Last night, Latham said the comments were “harsh and poorly expressed”. “I said it from my perspective where having children with my wife … far overshadows everything I could contemplate in work or politics.” Latham said he couldn’t understand why anyone would choose a career over having a family. That was why he didn’t miss politics, he said when asked about it earlier, as his life with his family was most important to him, and he did not believe he could be an effective minister and a good father with small children.
But the book isn’t just about the politics of smear, as Latham believed these issues had much to do with the insular nature of Australian politics itself. A culture of self-reliance meant most Australians had far less need for politics, he said. They tuned out and would vote for anyone who could “shake up the system”. This explained the rise of the Palmer United Party vote — “a measure of how politics has become info-tainment”.

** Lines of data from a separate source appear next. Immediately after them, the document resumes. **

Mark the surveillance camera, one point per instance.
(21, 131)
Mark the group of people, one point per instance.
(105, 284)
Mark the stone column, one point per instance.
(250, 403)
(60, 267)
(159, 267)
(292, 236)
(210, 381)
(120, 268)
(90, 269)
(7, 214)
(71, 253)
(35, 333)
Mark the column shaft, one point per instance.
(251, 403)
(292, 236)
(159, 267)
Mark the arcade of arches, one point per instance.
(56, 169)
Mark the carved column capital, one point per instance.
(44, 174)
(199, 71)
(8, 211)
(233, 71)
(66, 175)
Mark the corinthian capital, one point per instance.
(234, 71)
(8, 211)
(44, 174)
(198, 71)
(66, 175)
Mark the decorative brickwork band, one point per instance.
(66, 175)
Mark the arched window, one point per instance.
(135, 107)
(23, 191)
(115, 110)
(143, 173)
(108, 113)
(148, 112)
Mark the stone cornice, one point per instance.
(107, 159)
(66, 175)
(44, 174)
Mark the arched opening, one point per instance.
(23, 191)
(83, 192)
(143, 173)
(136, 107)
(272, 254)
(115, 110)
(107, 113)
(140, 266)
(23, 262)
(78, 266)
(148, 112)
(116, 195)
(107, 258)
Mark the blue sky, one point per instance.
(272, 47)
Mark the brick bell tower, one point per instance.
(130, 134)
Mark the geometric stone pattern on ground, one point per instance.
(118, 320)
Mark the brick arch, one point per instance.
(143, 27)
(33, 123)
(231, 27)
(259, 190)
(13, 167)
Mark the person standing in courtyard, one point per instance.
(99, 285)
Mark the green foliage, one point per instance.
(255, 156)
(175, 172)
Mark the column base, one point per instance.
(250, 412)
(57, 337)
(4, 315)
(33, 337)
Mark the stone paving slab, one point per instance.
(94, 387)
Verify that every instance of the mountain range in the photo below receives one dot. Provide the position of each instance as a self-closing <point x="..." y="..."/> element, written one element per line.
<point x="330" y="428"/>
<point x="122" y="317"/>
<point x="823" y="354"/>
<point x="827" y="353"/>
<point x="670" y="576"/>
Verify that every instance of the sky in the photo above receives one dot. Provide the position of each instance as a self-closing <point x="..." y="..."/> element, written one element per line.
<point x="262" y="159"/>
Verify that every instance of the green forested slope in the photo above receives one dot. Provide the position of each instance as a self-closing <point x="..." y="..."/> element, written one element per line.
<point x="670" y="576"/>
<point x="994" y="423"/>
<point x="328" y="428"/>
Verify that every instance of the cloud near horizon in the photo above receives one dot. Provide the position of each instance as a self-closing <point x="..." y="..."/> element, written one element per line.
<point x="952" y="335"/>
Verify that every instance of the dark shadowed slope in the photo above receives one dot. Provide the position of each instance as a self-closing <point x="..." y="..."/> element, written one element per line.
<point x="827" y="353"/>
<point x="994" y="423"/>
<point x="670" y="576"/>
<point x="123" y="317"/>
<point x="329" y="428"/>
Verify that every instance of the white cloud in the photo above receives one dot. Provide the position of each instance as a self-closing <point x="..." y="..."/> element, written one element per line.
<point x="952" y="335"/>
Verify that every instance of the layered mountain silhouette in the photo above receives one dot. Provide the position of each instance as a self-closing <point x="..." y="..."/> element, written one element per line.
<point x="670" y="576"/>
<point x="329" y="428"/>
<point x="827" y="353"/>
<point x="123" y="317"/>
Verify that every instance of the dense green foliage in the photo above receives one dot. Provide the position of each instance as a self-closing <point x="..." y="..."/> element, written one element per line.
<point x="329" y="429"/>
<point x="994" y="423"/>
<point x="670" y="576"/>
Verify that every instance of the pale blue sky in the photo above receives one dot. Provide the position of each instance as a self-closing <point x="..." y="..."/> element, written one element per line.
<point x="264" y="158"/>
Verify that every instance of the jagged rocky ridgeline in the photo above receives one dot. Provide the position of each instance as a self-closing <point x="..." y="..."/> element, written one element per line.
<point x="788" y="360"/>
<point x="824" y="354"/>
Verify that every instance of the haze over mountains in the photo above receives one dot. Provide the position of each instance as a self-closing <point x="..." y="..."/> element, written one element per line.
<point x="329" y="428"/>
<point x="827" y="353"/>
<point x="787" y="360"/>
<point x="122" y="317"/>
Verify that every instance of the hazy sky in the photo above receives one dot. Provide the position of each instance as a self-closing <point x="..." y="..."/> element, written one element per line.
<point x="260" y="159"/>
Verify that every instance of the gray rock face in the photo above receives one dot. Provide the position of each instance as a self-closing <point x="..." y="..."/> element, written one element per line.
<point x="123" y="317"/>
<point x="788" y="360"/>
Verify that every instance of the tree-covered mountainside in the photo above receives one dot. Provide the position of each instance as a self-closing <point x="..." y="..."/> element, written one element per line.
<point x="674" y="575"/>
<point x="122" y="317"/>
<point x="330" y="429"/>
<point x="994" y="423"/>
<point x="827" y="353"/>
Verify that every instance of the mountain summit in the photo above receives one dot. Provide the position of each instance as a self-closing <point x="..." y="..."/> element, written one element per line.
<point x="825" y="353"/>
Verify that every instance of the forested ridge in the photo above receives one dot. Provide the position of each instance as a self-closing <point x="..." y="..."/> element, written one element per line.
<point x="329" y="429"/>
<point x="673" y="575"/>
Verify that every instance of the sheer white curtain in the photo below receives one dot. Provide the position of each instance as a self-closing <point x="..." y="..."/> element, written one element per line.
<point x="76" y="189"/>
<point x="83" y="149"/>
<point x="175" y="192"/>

“Most large, traditional institutions are struggling when it comes to trust,” Latham said. “The solution is to both broaden the political class, and at the same time, limit what that class can actually affect. There should be community preselections for political candidates, for example, but at the same time, contentious and technical policy-making on areas like climate change should be hived off to RBA-like entities deciding on the policy details and operating at arm’s distance from the government.”
Controversially, Latham believes compulsory voting should be abolished. Disinterested voters only remember three-word slogans, and politics becomes about sloganeering. “Under voluntary voting, parties would have to come up with genuine policies that matter to people to encourage them to go out and vote. For example, Labor would be encouraged to have a genuine climate change policy, while the Liberals would have to encourage their small business base to vote, so would be encouraged to have a genuine industrial revelations policy.”
Voluntary voting would make parties more courageous and genuine instead of skirting around the issues that matter to their core constituents, he said.